V ₂ starts immediately before the start and possibly the passage of the test time if it is not interrupted by a reconnaissance signal, and the reconnaissance period V ₂ is set longer than the monitoring period V ₁ . The method for generating an alarm signal according to paragraph 5. 7. The method of claim 6, wherein the start of the monitoring period _V1 and the reconnaissance period _V2 occurs when the detector responds and then re-responses at least once after being reset. 8. Claim 7, wherein the start of the test time _t1 is delayed by a time difference t between the first response and the second response of the detector after the monitoring period or the reconnaissance period has elapsed. The alarm signal generation method described. 9. The alarm signal generation method according to claim 8, wherein the shorter test time _t1 is selected to be zero. 10 an alarm signal processing central station S, at least one detector D connected to the alarm signal processing central station and responsive to environmental conditions, and a detector D provided in the alarm signal processing central station S that has responded at least once; a reset circuit R for resetting the alarm signal; and an evaluation processing circuit A for evaluating the alarm signal, the evaluation processing circuit comprising a timer circuit T for generating two predetermined test times of different durations. and after the first reset of the detector D and after the expiration of the test period with said shorter duration t ₁ but before the expiration of the test time with the longer duration t ₂ . In the alarm signal generating device for processing an alarm signal when the detector responds for the second time, the evaluation processing circuit A is configured to cause the evaluation processing circuit A to enter the reset circuit R so that the detector is activated for the second time before the expiration of a test time having a shorter duration.

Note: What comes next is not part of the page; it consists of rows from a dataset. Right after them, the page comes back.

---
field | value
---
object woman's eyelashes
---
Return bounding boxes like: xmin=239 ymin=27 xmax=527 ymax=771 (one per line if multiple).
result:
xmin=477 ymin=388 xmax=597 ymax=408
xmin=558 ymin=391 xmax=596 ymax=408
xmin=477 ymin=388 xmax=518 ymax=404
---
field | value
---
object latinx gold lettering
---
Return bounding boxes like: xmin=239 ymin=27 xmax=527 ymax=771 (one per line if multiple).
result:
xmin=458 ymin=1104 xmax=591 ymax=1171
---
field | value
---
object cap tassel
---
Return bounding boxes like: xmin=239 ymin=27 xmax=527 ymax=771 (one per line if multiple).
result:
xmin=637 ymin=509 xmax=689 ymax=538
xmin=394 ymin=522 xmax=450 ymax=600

When the second response is made, the responding detector D is reset for the second time, and the second reset detector D is reset before the expiration of the test time having the longer duration. two test times t ₁ , t ₂
and the evaluation processing circuit A processes the alarm signal upon a third response after a predetermined delay time t ₃ which is shorter than the difference (t ₂ −t ₁ ) of the longer duration t ₂ Detector D before the test time with
1. An alarm signal generating device comprising a gate circuit G that blocks processing of an alarm signal when the alarm signal does not respond again. 11. The alarm signal generating device according to claim 10, which is used as a fire alarm, and wherein the detector D is configured as a combustion detector that responds to a combustion phenomenon.